“Nel primo giorno di scuola, insieme ai tanti problemi che non vogliamo, né possiamo dimenticare, è bello avere la possibilità di raccontare, e anche un poco rivendicare, alcune vittorie ottenute in Toscana con l'impegno anche di Sinistra Ecologia e Libertà” – dichiara il Consigliere Regionale di Sel Mauro Romanelli.
“Ad esempio che circa 3000 bambini, per circa 100 sezioni, potranno andare all'asilo nelle classi Pegaso, finanziate dalla Regione, per tutto l'anno, senza il taglio dell'ultimo mese, com’era stato inizialmente programmato, grazie al mezzo milione di euro che siamo riusciti a togliere alle scuole private lo scorso Luglio, destinandolo appunto alle Classi Pegaso”. “Oppure che la Scuola Kassel di Firenze, a seguito anche degli interventi nostri in Consiglio Regionale, della Senatrice Alessia Petraglia e del Consigliere Comunale Tommaso Grassi, avrà il tempo pieno in tutte le sezioni, e non solo per metà”.
"Vogliamo iniziare dalle cose positive perché ci teniamo alla Scuola Pubblica, fondamento di civiltà, anche se ogni anno la riapertura delle scuole in questo Paese assomiglia sempre di più all'inizio di una battaglia, con scuole poco e mal finanziate, con regole sempre da riscrivere per gli insegnanti”.
“Viviamo purtroppo, e questa è una vergogna che quotidianamente non deve darci pace, in un Paese che non investe nella Scuola, da troppo tempo, oltre che in un Mondo che appena suonata la campanella s’incarica di demolire sistematicamente con mezzi soverchianti i valori e i principi che il corpo docente cerca di trasmettere, con uno spirito che molto assomiglia all'eroismo, anche se a volte sfocia nel senso di impotenza e nella frustrazione”.
“La scuola rappresenta il primo contatto del giovane cittadino con lo Stato, con le Istituzioni, e oggi quello che questo giovane cittadino vede è qualcosa di vecchio e scortecciato, qualcosa in cui non crede più nemmeno chi lo rappresenta.
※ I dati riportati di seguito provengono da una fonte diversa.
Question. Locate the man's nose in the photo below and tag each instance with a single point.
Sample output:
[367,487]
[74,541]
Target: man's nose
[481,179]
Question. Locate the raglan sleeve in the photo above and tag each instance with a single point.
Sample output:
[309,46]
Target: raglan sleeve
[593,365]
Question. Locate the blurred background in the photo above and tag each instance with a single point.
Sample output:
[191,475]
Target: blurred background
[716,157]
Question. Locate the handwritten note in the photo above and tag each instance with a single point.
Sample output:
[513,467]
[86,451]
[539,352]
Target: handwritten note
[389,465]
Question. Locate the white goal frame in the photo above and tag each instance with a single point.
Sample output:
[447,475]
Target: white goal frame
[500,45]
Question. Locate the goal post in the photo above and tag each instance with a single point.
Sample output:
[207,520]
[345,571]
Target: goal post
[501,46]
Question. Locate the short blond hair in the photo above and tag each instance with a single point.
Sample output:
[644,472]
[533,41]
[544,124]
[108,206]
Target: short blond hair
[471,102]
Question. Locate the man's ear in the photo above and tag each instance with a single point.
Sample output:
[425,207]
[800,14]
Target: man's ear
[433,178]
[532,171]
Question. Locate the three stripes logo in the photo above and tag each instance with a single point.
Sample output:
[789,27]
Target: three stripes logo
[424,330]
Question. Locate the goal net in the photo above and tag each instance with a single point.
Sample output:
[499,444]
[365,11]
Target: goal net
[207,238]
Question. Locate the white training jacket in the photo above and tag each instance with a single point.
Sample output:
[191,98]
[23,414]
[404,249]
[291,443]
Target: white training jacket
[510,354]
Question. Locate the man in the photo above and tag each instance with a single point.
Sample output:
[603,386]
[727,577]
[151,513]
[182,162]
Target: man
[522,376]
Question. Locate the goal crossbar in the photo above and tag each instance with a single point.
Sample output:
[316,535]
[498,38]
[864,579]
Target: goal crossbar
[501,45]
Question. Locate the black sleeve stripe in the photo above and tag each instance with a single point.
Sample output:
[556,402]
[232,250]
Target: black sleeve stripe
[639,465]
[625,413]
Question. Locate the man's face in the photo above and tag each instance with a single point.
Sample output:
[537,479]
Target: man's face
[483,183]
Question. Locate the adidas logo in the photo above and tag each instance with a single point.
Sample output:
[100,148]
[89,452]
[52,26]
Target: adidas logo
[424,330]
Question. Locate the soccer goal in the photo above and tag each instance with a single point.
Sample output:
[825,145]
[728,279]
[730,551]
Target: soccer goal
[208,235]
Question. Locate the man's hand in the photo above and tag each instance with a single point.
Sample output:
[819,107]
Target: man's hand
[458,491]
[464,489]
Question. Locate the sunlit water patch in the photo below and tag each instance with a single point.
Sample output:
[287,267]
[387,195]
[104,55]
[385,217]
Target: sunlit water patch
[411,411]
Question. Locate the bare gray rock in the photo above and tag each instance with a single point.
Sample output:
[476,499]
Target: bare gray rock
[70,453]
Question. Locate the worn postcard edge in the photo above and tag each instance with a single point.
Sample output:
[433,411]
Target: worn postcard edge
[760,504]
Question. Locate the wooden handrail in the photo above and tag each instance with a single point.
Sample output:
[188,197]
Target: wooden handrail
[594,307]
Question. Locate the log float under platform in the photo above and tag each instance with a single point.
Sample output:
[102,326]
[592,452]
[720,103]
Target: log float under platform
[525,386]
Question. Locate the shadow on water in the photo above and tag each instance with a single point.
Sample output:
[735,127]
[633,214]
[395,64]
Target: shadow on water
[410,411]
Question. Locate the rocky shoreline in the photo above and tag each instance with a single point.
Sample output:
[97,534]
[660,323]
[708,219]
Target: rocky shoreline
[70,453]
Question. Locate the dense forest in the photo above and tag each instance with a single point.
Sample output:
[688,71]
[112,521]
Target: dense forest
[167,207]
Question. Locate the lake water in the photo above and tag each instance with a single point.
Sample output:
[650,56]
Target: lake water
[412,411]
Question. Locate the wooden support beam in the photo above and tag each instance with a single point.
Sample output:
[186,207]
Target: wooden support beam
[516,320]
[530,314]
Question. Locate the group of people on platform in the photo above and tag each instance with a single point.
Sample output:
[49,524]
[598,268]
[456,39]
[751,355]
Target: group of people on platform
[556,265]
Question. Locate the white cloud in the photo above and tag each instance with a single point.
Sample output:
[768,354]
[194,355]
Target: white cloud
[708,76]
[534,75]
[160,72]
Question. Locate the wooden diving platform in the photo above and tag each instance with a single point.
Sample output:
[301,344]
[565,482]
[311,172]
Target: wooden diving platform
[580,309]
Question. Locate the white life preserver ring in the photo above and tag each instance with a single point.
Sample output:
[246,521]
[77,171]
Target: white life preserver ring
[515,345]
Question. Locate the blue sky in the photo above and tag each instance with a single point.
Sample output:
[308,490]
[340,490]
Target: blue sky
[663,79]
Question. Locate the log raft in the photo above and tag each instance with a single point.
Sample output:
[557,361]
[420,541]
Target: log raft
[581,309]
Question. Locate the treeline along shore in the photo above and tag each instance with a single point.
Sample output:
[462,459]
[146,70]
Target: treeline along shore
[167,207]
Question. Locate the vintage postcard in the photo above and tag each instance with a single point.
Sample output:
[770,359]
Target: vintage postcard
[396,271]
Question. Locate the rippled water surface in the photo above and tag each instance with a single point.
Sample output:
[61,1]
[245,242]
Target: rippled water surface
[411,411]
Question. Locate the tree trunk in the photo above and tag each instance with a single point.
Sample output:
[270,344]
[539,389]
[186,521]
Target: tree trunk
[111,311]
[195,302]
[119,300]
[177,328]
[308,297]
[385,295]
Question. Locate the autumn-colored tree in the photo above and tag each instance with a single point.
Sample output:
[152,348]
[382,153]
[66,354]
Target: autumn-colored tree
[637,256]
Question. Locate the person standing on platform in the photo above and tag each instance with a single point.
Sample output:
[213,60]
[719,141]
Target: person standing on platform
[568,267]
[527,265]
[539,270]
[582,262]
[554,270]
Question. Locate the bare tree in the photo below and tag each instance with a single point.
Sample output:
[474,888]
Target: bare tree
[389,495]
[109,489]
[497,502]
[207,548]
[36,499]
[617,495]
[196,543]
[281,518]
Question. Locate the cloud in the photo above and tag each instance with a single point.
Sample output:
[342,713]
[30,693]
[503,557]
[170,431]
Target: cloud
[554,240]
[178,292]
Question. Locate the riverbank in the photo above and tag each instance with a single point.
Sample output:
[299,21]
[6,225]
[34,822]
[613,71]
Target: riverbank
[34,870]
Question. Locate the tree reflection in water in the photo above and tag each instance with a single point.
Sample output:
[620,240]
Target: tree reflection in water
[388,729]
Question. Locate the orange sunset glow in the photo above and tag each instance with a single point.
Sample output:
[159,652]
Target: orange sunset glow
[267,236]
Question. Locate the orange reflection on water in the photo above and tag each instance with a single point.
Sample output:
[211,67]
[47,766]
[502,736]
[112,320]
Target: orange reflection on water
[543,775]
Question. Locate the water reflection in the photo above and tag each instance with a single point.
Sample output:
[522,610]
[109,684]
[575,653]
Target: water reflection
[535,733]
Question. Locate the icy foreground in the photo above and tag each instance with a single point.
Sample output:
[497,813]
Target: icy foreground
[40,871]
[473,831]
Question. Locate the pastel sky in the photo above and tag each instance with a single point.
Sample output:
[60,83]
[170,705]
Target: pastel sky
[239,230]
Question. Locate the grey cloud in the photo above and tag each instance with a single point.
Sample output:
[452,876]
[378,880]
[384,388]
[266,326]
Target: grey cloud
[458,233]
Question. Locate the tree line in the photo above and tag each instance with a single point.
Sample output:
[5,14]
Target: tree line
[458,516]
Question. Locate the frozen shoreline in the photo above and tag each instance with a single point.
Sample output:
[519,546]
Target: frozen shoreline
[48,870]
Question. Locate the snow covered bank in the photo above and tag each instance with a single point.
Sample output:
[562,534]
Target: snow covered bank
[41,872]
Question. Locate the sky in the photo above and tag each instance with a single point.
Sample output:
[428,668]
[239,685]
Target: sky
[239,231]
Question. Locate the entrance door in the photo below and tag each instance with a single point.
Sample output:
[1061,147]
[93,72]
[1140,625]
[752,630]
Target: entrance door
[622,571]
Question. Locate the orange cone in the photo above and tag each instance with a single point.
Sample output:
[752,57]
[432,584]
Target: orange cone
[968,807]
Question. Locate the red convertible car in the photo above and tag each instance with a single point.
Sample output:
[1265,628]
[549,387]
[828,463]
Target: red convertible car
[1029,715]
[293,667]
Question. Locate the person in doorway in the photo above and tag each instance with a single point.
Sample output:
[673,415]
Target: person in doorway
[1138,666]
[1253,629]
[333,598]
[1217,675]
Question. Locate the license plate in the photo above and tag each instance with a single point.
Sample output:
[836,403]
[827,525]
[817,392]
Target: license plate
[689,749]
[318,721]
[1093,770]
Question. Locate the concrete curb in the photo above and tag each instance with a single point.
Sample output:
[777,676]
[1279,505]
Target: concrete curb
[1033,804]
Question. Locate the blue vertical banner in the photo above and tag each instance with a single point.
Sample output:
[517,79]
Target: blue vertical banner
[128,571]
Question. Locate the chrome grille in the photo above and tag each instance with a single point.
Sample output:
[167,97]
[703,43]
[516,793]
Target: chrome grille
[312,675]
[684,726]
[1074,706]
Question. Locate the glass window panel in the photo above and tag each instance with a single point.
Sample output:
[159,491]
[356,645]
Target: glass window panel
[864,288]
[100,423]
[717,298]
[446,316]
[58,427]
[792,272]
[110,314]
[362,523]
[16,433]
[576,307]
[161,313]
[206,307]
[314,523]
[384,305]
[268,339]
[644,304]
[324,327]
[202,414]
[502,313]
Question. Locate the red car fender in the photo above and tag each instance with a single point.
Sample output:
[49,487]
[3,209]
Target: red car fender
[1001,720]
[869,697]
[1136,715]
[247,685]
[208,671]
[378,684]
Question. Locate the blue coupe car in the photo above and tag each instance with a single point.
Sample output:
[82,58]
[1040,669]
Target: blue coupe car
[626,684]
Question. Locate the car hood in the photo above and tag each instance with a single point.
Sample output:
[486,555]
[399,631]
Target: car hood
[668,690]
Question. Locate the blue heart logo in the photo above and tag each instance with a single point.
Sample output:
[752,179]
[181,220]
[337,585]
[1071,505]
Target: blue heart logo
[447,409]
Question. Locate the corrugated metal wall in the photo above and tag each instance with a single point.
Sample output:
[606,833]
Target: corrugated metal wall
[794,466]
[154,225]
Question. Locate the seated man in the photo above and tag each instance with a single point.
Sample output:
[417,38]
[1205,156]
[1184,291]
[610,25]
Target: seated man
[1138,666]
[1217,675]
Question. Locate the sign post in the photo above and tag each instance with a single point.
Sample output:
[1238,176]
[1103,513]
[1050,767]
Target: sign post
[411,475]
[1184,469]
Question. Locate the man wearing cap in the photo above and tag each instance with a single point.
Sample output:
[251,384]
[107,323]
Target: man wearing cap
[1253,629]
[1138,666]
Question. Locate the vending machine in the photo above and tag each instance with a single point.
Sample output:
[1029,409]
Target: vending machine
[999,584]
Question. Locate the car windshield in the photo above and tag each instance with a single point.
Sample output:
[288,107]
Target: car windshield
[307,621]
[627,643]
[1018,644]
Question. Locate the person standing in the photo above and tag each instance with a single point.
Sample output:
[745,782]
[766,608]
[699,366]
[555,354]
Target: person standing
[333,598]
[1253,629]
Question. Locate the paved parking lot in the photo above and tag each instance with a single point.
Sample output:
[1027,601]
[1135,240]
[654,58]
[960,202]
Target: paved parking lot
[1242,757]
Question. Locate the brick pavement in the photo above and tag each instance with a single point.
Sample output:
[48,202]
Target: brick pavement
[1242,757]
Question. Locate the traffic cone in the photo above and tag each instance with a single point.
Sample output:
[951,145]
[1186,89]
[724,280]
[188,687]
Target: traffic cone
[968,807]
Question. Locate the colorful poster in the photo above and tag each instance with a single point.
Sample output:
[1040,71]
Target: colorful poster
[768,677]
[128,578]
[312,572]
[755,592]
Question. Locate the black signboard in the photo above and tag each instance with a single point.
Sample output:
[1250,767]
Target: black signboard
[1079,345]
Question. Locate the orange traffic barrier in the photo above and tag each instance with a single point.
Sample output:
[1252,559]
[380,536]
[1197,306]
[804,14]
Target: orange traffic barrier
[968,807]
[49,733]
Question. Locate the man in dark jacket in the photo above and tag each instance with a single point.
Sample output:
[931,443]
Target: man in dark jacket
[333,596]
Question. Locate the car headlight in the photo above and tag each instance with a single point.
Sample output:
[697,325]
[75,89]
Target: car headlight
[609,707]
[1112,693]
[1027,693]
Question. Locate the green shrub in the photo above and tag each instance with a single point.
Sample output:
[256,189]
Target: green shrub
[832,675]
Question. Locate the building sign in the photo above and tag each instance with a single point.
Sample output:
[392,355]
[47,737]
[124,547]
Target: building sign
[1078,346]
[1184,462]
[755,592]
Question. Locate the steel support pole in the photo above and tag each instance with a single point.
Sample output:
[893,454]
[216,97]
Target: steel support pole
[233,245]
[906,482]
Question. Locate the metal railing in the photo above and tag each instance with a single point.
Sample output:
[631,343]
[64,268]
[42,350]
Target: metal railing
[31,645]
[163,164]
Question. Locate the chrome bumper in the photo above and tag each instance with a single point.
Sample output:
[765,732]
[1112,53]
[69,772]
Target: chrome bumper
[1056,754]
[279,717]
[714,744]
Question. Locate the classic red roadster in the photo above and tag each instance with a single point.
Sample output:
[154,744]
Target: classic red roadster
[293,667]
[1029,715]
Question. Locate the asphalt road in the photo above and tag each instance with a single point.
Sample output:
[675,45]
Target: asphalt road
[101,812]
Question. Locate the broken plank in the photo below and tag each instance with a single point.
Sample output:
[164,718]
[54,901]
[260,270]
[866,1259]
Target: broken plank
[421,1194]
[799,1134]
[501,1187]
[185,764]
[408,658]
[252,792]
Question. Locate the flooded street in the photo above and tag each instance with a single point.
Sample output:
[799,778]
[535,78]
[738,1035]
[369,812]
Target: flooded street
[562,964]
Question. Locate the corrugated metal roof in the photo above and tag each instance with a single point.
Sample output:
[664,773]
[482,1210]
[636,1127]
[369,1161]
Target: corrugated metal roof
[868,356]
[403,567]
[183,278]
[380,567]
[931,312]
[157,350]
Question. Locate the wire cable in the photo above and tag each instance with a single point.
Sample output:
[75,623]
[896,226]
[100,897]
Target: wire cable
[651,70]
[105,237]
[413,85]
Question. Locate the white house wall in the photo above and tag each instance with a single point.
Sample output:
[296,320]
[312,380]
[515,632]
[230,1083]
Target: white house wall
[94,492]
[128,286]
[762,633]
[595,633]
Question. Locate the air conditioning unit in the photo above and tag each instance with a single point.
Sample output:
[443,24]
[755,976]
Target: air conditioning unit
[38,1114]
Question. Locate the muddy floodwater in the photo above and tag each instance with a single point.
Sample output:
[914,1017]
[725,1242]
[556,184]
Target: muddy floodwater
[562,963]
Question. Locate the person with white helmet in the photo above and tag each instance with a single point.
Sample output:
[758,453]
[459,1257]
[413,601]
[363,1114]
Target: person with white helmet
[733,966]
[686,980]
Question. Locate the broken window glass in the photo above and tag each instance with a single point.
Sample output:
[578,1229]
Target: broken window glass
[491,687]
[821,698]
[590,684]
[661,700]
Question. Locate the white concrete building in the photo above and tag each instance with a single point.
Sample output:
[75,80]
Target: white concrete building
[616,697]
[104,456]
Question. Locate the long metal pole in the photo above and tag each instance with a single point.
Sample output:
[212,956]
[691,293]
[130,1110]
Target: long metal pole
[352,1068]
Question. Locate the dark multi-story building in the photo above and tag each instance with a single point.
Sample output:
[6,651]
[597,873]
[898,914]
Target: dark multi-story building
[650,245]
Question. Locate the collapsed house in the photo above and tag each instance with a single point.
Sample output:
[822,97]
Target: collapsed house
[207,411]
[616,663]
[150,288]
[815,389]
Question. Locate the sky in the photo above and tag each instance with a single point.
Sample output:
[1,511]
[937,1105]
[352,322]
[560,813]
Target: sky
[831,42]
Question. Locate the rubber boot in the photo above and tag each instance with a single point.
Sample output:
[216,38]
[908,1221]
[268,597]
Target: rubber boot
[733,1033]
Eppure la scuola per noi continua a essere una cosa meravigliosa, una grande avventura che vale la pena di vivere, e dove nonostante tutto bisogna sforzarsi di essere orgogliosi di lavorare”.
“Grazie allora ai nostri insegnanti, per primi fateci mettere i precari, e quelli che nemmeno hanno la cattedra, e poi comunque tutti, dai più giovani ai più anziani. Grazie ai genitori e alle famiglie, soprattutto quelle per le quali è un sacrificio mandare i figli a scuola. Grazie al personale tecnico e amministrativo delle scuole. E grazie ai bambini e alle bambine, alle ragazze e ai ragazzi, per essere nonostante tutto e ancora per noi un motivo di speranza e di investimento nel futuro”.